Aug. 10 Healthkick on the vine. This is the plant whose flowers & fruits I removed at transplanting.

In total, the plant transplanted with fruit produced 5.8 pounds and the plant whose fruit & flowers I removed at transplanting produced 20 pounds, more than 3 times the other plant.

August 31 Healthkick harvest

August 31 Healthkick harvest

The picture shows my Aug. 31 Healthkick harvest. The 15 tomatoes on the left are from the plant whose fruit and flowers were removed at  transplanting time, while the five tomatoes on the right were from the plant transplanted with fruit.

It is counter-intuitive, but because I removed the open flowers and fruit at transplanting, the plant grew bigger and produced more tomatoes and heavier tomatoes.  For me, it is worth sacrificing the early tomatoes in favor of more and bigger tomatoes later.

September 16, 2013

Harvest Monday 9/16/2013 Watermelons!

Filed under: Vegetables,Watermelon — marysveggiegarden @ 7:42 am

For the last two weeks I’ve been harvesting watermelons! I grew two varieties this year. Moon & Stars is an heirloom, named for the yellow splotches on its skin. The leaves are also spotted, making them look sick, but for Moon & Stars the spots are normal. I’ve grown Moon & Stars several times and we love it. The flesh is crisp, very juicy, and sweet without being cloying. The seeds are numerous and large – great for seed spitting contests.

Moon & Stars Watermelons, scissors for scale.

Moon & Stars Watermelons, left 18 pounds, right 11, scissors for scale.

In June I got four leftover plants from the heirloom vegetable garden at Locust Grove, in Poughkeepsie. (A benefit of volunteering.) I planted them in my Annex, my extra plot at the Vassar Farm community gardens where Moon & Stars shared a 4’x17′ bed with some direct sown Faerie watermelons, Jenny Lind cantaloupe and a big Better Boy tomato.  (The bed was already planted when I got the Moon & Stars plants, so yes, it was crowded. I wasn’t even planning to grow melons this year, after the failures of the last several years, but then I got the extra plot.)

The Moon and Stars harvest totaled 67 pounds – each plant provided one big fruit plus there were a couple smaller melons.

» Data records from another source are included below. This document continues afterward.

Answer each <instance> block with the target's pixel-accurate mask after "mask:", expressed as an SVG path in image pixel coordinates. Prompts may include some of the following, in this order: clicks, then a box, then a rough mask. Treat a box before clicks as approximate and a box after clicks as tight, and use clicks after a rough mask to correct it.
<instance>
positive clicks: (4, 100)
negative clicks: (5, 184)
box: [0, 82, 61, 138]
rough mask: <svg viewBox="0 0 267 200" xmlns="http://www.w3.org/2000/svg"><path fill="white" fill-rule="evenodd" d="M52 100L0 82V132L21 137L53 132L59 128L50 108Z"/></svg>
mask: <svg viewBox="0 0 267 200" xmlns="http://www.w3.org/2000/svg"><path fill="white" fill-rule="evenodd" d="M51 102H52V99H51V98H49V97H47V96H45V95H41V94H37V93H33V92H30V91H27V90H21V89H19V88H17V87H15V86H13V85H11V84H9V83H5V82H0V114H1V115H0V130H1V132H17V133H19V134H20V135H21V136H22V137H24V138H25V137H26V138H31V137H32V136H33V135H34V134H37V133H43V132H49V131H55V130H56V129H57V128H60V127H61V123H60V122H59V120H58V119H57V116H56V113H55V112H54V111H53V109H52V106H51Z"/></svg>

The vines run all over, with the melons setting about 8′ out on the vines. I found two well hidden in the dried bean patch, one in the corn, and another under the tomato cage.

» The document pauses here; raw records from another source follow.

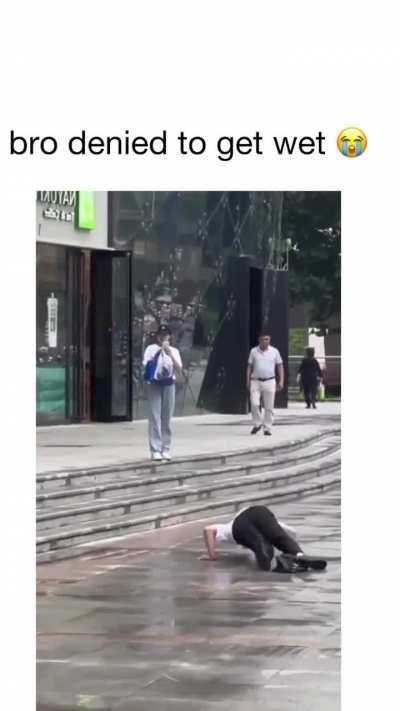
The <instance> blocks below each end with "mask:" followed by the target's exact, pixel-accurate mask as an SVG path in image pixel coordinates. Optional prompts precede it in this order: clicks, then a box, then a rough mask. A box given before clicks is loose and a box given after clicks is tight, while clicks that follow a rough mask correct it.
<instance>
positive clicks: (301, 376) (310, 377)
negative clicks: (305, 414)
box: [298, 348, 322, 410]
mask: <svg viewBox="0 0 400 711" xmlns="http://www.w3.org/2000/svg"><path fill="white" fill-rule="evenodd" d="M314 355H315V350H314V348H306V357H305V358H303V360H302V361H301V363H300V367H299V373H298V377H299V379H300V382H301V386H302V389H303V393H304V399H305V401H306V404H307V409H310V407H311V405H312V407H313V408H314V410H315V408H316V407H317V406H316V404H315V401H316V399H317V390H318V385H319V383H320V382H321V380H322V370H321V368H320V365H319V363H318V361H317V359H316V358H315V357H314Z"/></svg>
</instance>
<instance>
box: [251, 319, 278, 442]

My second watermelon variety was Faerie, a 2012 All America Selection. The melons were supposed to be ‘family sized’, around 6 pounds. Mine were much smaller 1-2 pounds. The flavor was extremely sweet. The flesh was not crisp, more like the market seedless melons.  Maybe it would have been crisper if I’d harvested a bit earlier. As you’ll see, I probably waited too long. (I hate harvesting watermelons too early. They don’t ripen off the vine.)

Faerie watermelon.

Faerie watermelon. Note the thin rind.

In truth I had trouble growing this one. Direct sown in early June, it got off to a slow start with the cool weather. I had mulched the adjacent path with black plastic, thinking the heat would be good for melons. The plastic had puddles for days after rain and my first Faerie melon rotted on the plastic. I quickly learned to prop them up on a rock or board. The dried tendril method is the only way to determine when Faerie is ready to harvest. I should have been paying closer attention, perhaps looking at their bottoms for signs of problems. it seems like overnight they went from being perfect to looking like this:

Faerie watermelon.

Faerie watermelon.

The blemishes were only skin deep.  We ate both melons. if harvested earlier they would have been prettier and perhaps crisper.

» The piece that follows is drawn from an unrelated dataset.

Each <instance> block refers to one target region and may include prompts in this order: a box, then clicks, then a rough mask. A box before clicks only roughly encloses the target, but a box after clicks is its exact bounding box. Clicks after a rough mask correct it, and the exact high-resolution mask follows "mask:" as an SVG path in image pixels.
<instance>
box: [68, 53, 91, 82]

The rest of the garden has also been producing: carrots, beets, chard, beans, peppers, and tomatoes. I harvested the last ears of corn Tuesday. Most of my tomato plants at the community gardens are almost dead from Septoria and i’m ripping them out but my plants at home are still looking fairly good. And the winter squash harvest has only just begun. But that will be a story for another day.